# Nervous as Heck



## working_together (Oct 16, 2011)

So I got a call from my previous employer to do a shift tonight. For those of you who don't know my sitch. I cheated on my husband and used to text while doing an overnight shift (clients all sleeping). I also lied about going to work and met up with OM, hubby knows this of course.

This is a trigger for my husband, and so we talked about it before the holidays, and both decided it would be okay to pick up a few shifts here and there, and given the fact that we need the money. So, they called this am and hubby took the call, which was good in that he knows it's legit, since I had lied on two occasions that I was going to work and met up with OM (during the affair).

He did not want to put a VAR in my car and justified it with the idea that if I'm going to cheat again, I'll figure a way to do it anyway. But I think he is starting to trust me as well.

I guess what I didn't expect is that I would be triggering big time myself. Just walking into the building is making me nervous, like all the sh*t is going to come back. I'm totally over OM, it's not about missing him etc. Just the lies, cheating, gaslighting, blame shifting I did during that time, reminds me what a piece of garbage I was to my husband. Hubby says it might be a bit of PTSD, I'm starting to think he's right.

Anyway, that's where I am today


----------



## TDSC60 (Dec 8, 2011)

Husband sounds like a man who knows what he wants and what he is comfortable with.
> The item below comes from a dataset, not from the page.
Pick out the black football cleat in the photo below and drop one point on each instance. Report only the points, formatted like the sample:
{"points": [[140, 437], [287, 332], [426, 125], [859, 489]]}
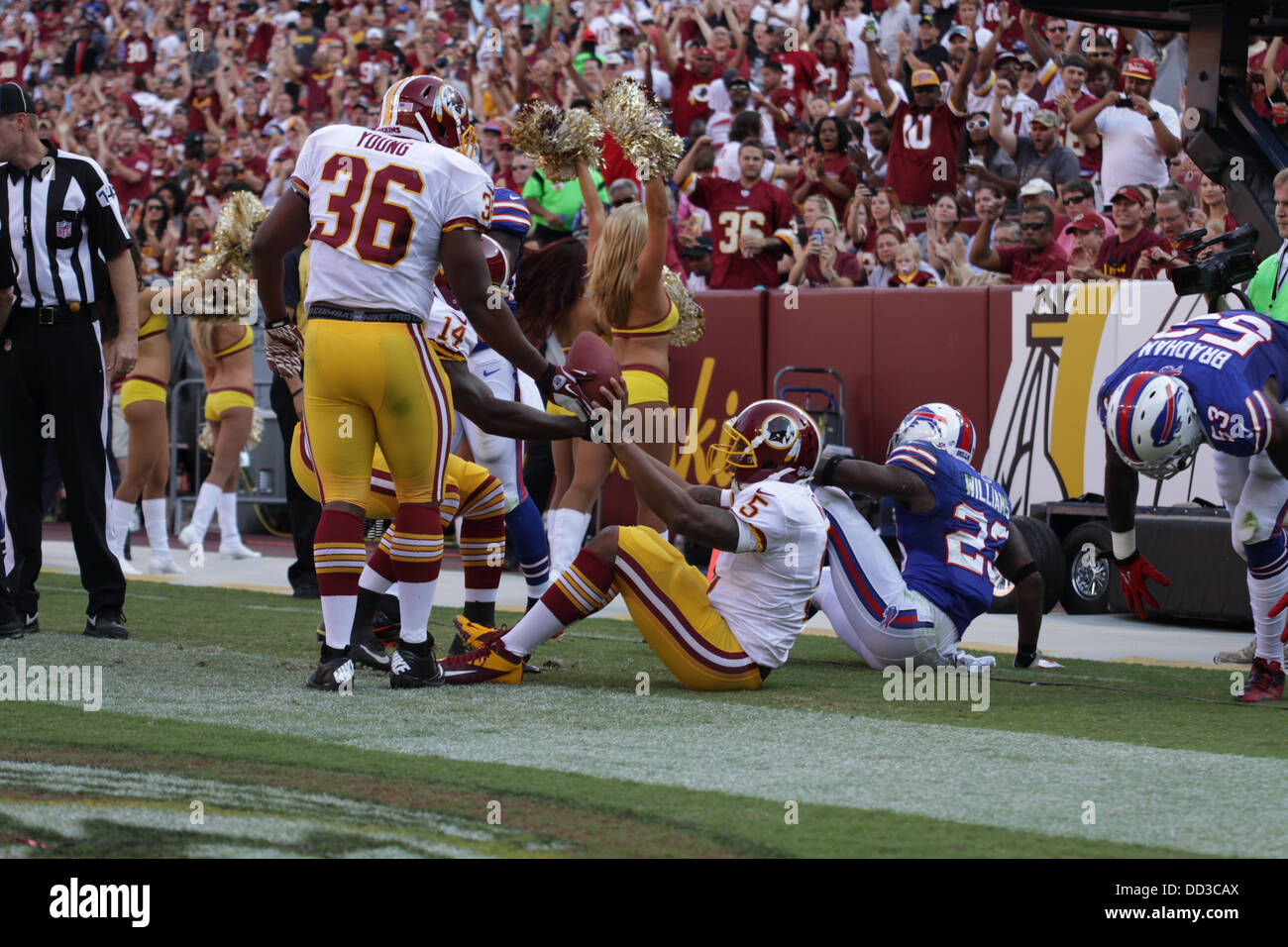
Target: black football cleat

Tell him how you are feeling about this if you have not done so already (you triggering). He is going to sense your anxiety and wonder what the problem is - so talk to him.


----------



## working_together (Oct 16, 2011)

TDSC60 said:


> Husband sounds like a man who knows what he wants and what he is comfortable with.
> 
> Tell him how you are feeling about this if you have not done so already (you triggering). He is going to sense your anxiety and wonder what the problem is - so talk to him.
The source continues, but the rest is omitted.